This project deals with the analysis of characters of the book, predicting their attributes and relationships amongst them. During the adaptation of a novel/book in any form, there goes a lot of human effort, which proves to be cumbersome and unwanted. Also, the human brain tends to ignore several minor details about the happenings/characters in the book. The above forth mentioned scenario can often lead to inaccuracy in the plot of the adaptation. The project is therefore an innovation that aims at aiding an easy and accurate adaptation of a book, thus making the process a whole lot simpler and precise. The model aims at scanning the humongous amounts of texts present in the book. Post scanning, the model will show interesting insights which are derived from the given book by applying a variety of analytical techniques based on a combination of natural language processing, sentiment/emotion analysis, and social network analysis method
Regarding the layout of the repository, the project has been organized into three folders:-
-
Human Names Generator - This folder consists of notebooks which are responsible for generating a master CSV file of all possible human names.
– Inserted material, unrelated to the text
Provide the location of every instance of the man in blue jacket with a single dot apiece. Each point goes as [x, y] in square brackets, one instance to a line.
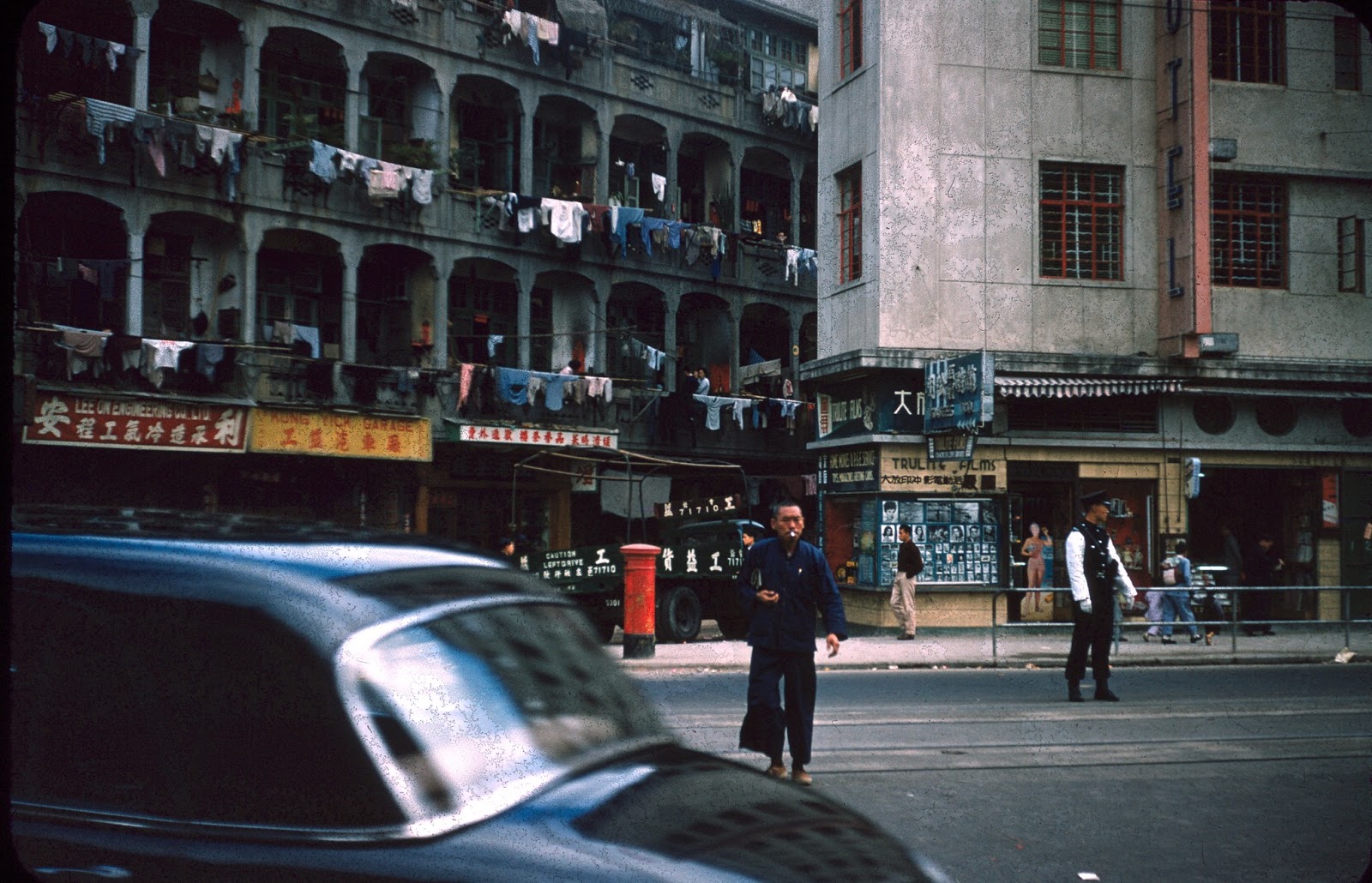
[782, 581]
- There are three CSV files, Indian-Female-Names.csv, Indian-Male-Names.csv and Foreign-Names.csv which have been used.
- The iPython Notebook Names List Generator.ipynb is responsible for generating the list of human names which are stored into a pickle file.
- The pickle file humanNames.txt is the output of this particular stint and is used in the further course of the project.
-
Any Book - This folder performs analysis on an English novel, named Sense and Sensisbility.
- The file textFile.txt is the UTF-8 encoded version of the novel.
- The iPython Notebook Word CSV Generator.ipynb generates a CSV file words.csv which is used further in the course to perform analysis.
- The iPython Notebook Character List Generator.ipynb generates the list of main characters in the book and saves it in characterList.txt
- The iPython Notebook Word Cloud Generator.ipynb generates word cloud for any specified character The folder Word Clouds consists of results of Word Cloud Genrator.ipynb run on various characters.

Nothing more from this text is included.